Tunisians worry about outcome of president’s power grab

Since Tunisia's President Kais Saied plunged the country into political uncertainty in a power grab, an armoured vehicle has guarded the gates of the now suspended parliament.


But away from the legislature and the police roadblocks on the wide boulevards of Tunis, there are few outward signs of an intense political crisis - and many have welcomed the president's orders.

Najet Ben Gharbia, a 47-year-old nurse, said she had been waiting "a long time" for such a move.

A decade since Tunisians ousted dictator Zine El Abidine Ben Ali, many are struggling.

"There is still great poverty," Ben Gharbia said, describing the crippling inflation that has stripped the value of income, making red meat too expensive to buy. "People are miserable."

Thousands celebrated on streets after Saied's shock decision to sack the prime minister.

Surging rates of COVID-19 in the North African nation and the accompanying pandemic restrictions have hit the economy hard, adding to the woes of Ben Gharbia's family.

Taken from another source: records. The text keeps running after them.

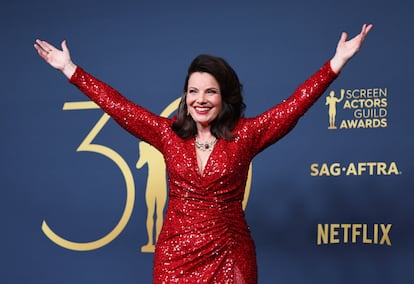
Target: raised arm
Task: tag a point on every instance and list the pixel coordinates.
(133, 118)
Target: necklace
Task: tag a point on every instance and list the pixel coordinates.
(205, 146)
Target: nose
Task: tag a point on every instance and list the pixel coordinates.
(202, 98)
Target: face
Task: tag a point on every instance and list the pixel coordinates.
(203, 98)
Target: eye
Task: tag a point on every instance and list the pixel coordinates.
(212, 91)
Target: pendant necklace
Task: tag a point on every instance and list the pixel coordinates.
(205, 146)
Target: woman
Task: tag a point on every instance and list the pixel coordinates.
(207, 150)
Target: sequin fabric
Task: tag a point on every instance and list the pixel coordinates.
(205, 238)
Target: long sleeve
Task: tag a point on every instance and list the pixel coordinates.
(132, 117)
(273, 124)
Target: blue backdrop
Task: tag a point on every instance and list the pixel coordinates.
(359, 173)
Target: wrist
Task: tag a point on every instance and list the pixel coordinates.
(69, 69)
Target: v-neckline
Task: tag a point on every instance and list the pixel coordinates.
(201, 171)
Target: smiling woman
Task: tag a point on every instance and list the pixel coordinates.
(207, 150)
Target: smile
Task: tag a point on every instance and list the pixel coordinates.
(202, 110)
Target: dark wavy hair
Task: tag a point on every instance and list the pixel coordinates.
(232, 108)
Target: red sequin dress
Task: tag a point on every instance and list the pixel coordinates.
(205, 238)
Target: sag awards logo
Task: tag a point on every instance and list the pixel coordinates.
(155, 192)
(358, 108)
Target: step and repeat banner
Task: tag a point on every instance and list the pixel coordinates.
(83, 201)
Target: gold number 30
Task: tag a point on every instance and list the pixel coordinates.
(88, 146)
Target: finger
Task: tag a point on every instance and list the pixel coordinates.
(344, 36)
(45, 45)
(42, 53)
(64, 46)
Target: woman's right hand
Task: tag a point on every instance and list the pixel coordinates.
(59, 59)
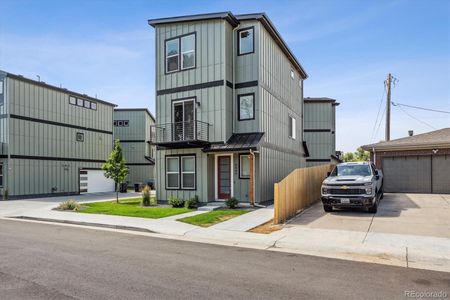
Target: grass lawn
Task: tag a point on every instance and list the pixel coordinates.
(131, 208)
(214, 217)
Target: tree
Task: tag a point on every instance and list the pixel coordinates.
(115, 167)
(359, 155)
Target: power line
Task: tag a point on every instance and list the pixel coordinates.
(411, 116)
(423, 108)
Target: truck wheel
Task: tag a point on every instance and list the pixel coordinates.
(327, 208)
(374, 208)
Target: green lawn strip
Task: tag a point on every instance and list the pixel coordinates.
(213, 217)
(131, 208)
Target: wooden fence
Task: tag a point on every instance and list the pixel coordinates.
(298, 190)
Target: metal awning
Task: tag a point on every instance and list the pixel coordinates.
(237, 142)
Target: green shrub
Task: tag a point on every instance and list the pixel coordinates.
(231, 202)
(191, 203)
(69, 205)
(175, 201)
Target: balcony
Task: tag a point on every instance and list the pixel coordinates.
(180, 134)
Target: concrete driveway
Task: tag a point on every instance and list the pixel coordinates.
(411, 214)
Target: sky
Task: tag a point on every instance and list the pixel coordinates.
(106, 49)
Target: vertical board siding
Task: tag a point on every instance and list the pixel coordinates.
(297, 191)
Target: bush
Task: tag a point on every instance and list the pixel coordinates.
(192, 202)
(69, 205)
(146, 196)
(5, 194)
(176, 202)
(232, 202)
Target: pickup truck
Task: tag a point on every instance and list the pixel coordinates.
(353, 184)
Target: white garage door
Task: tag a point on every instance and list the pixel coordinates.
(94, 181)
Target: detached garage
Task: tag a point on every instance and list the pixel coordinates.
(415, 164)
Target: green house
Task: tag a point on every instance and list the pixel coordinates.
(229, 107)
(53, 141)
(132, 127)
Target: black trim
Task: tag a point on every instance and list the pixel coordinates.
(191, 87)
(58, 124)
(317, 130)
(239, 106)
(179, 171)
(180, 67)
(242, 85)
(239, 163)
(55, 158)
(318, 160)
(239, 40)
(132, 141)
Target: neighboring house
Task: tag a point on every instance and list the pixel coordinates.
(132, 127)
(229, 100)
(320, 131)
(53, 141)
(414, 164)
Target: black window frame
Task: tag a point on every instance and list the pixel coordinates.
(239, 40)
(180, 67)
(240, 166)
(180, 187)
(239, 106)
(78, 134)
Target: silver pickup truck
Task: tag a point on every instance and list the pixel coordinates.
(353, 184)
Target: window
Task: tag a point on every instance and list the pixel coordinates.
(292, 129)
(80, 137)
(72, 100)
(188, 52)
(173, 174)
(246, 107)
(180, 53)
(246, 43)
(180, 172)
(188, 172)
(244, 166)
(172, 55)
(1, 175)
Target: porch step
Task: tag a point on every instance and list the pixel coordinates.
(209, 207)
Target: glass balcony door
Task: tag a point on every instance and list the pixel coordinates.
(184, 120)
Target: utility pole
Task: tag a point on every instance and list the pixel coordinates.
(388, 83)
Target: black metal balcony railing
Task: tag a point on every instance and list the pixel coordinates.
(196, 132)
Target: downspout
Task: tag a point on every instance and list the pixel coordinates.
(234, 77)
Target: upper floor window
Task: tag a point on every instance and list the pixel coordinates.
(292, 129)
(246, 107)
(180, 53)
(246, 42)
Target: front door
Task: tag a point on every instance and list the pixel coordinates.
(224, 177)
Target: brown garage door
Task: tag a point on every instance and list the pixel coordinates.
(407, 174)
(441, 174)
(417, 174)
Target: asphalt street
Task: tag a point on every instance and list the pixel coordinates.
(45, 261)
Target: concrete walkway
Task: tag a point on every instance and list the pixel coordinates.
(300, 236)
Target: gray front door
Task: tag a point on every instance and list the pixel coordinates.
(407, 174)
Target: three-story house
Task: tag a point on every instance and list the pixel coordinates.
(229, 105)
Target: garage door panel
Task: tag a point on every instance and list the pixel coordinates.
(408, 174)
(441, 174)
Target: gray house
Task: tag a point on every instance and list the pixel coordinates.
(320, 131)
(229, 107)
(132, 128)
(53, 141)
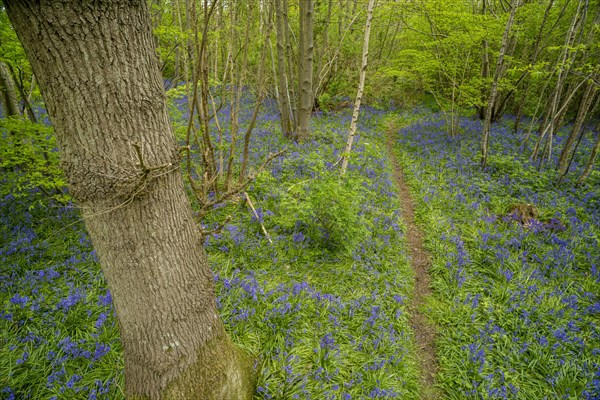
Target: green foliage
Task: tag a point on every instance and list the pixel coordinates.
(326, 212)
(29, 158)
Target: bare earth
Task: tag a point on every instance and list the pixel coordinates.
(420, 261)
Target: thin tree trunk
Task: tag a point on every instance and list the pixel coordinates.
(291, 65)
(305, 70)
(552, 113)
(534, 55)
(259, 97)
(361, 85)
(122, 162)
(18, 80)
(494, 90)
(282, 78)
(238, 85)
(592, 160)
(584, 106)
(7, 92)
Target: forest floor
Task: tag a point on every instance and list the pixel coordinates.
(420, 261)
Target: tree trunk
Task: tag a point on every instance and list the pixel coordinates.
(361, 85)
(7, 92)
(99, 74)
(494, 90)
(592, 160)
(305, 97)
(282, 78)
(553, 115)
(584, 106)
(532, 60)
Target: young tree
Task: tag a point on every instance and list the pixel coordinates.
(494, 90)
(305, 54)
(285, 106)
(361, 86)
(98, 72)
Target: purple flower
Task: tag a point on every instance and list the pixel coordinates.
(19, 300)
(298, 237)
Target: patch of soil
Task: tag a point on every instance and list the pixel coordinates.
(420, 261)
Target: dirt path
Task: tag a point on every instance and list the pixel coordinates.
(420, 261)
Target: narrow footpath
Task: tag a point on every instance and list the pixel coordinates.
(420, 261)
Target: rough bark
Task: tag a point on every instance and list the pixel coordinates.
(99, 76)
(584, 106)
(361, 86)
(305, 70)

"Kais Saied, he's a teacher, not a politician, he's like us," she said. "We are sure of him, he is not like Ben Ali, he is not a dictator."

It is a common refrain among those on streets of capital AFP spoke to.


Since clashes that erupted Monday in front of parliament between supporters of the president and backers of the Islamist-inspired Ennahdha party, the strongest group in the coalition government, calm has returned to Tunis.

But there is also uneasiness as to what the future will hold.

Some point out that Ben Ali also invoked the constitution in 1987 when he seized power, before turning to authoritarianism.

"We are a little worried about what may happen, to go back to...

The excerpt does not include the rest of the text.